Research from the Centre for Talent Innovation concluded that personal impact or executive presence consists of three main pillars:


Of 268 senior executives surveyed, 67 per cent stated that gravitas is the most important factor when promoting an employee to a leadership position. It’s the projection of credibility, assertiveness, and the confidence to convey a clear message. It is also a mixture of decisiveness, emotional intelligence, integrity, reputation and foresight. Gravitas is a signal to others that you are leadership material.


You communicate the authority of a leader. It is the ability to command a room. It’s what you say, when you say it, how you say it, and to whom you say it. As well as concise speaking skills, communication also includes the ability to read an audience or complex situation and act accordingly. Good communicators have highly developed active listening skills.


While this was rated the least important of the three pillars, it shouldn’t be overlooked. Appearance is commonly referred to as “looking the part.” By taking the time to look and feel your best, it shows consideration and respect toward the people you interact with. Appearance also includes dressing appropriately for the environment and occasion, being well groomed, and having no distracting mannerisms.

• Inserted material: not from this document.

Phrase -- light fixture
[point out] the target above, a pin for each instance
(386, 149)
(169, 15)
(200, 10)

    How can I develop my Personal Impact?


    • Know your subject matter when you’re presenting in a group, leading a meeting, or engaging with a client. Strong subject matter expertise fosters confidence.
    • Knowing how to connect with others and leverage contacts to benefit your team and company adds to your gravitas. Even introverts can learn to feel at ease building a network and instigating new relationships at events and conferences.
    • Make “grace under fire” your new mantra. When a crisis hits, will your co-workers find you venting to everyone about it? We all have rough days, but gravitas is about responding to difficult situations thoughtfully and calmly, not reacting emotionally.


    No matter what your job title is, you are always presenting. Whether it’s a quick email to your boss or a casual comment you make to colleagues... you’re conveying who you are.

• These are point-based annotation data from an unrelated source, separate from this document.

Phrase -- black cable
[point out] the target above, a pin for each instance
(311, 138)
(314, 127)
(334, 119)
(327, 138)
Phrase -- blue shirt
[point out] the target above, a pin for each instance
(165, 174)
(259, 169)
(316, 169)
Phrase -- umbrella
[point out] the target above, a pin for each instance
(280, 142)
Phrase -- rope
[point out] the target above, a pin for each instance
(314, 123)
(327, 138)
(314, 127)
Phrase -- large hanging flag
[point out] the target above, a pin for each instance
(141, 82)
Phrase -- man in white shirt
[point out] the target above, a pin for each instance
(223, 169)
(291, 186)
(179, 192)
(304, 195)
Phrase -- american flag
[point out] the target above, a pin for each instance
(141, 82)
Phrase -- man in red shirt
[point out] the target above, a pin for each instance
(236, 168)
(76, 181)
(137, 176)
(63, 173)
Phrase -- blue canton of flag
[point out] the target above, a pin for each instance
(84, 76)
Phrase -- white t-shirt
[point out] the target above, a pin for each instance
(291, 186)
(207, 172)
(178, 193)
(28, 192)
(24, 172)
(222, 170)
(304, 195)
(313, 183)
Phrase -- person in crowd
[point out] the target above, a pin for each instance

    So how can you communicate better?

    • Develop your presentation skills: While many of us would rather do just about anything than stand talking in front of a crowd, it’s a key skill to practice. Start small. Team meetings and one-on-ones with your management are good opportunities to get comfortable speaking in front of people.
    • Prepare yourself well for meetings you attend and manage your message by having three concise, compelling points to deliver.
    • Body language is also important. Express openness by uncrossing arms and legs. Show attention by keeping your eyes on the speaker.


    While less important than gravitas and communication skills, it’s still important.

    • Try to look polished, neatly manicured, and echoing the style that you see in senior leadership in your industry. This isn’t about losing your individuality; it’s about having the cultural intelligence to know what elicits respect and authority in your field. Ask yourself “Is what I’m wearing going to inspire others to have trust and confidence in me?” When you have a “yes”, you’ve nailed your personal image.

    Seek the feedback of trusted colleagues

    It can be useful to ask other people who know you, and who you trust, to write down what impression they think you make. Ask them to observe you in a range of work situations. What do they observe about your facial expressions, voice, words, posture, body language, dress and energy levels? How do their views differ from the view you have of yourself? What do you need to do to develop your personal impact?

    Many argue that you don’t have to have strong Personal Impact to be successful. There are very many successful people who had a distinct lack of Personal Impact. However, in ‘people’ businesses, and professions, where we have clients, colleagues, seniors and employees, Personal Impact is a multiplier of all of your other hard-earned skills. Personal Impact doesn’t replace professional competence, but it does add to it. It may be the defining difference between you and someone else when that significant career opportunity appears.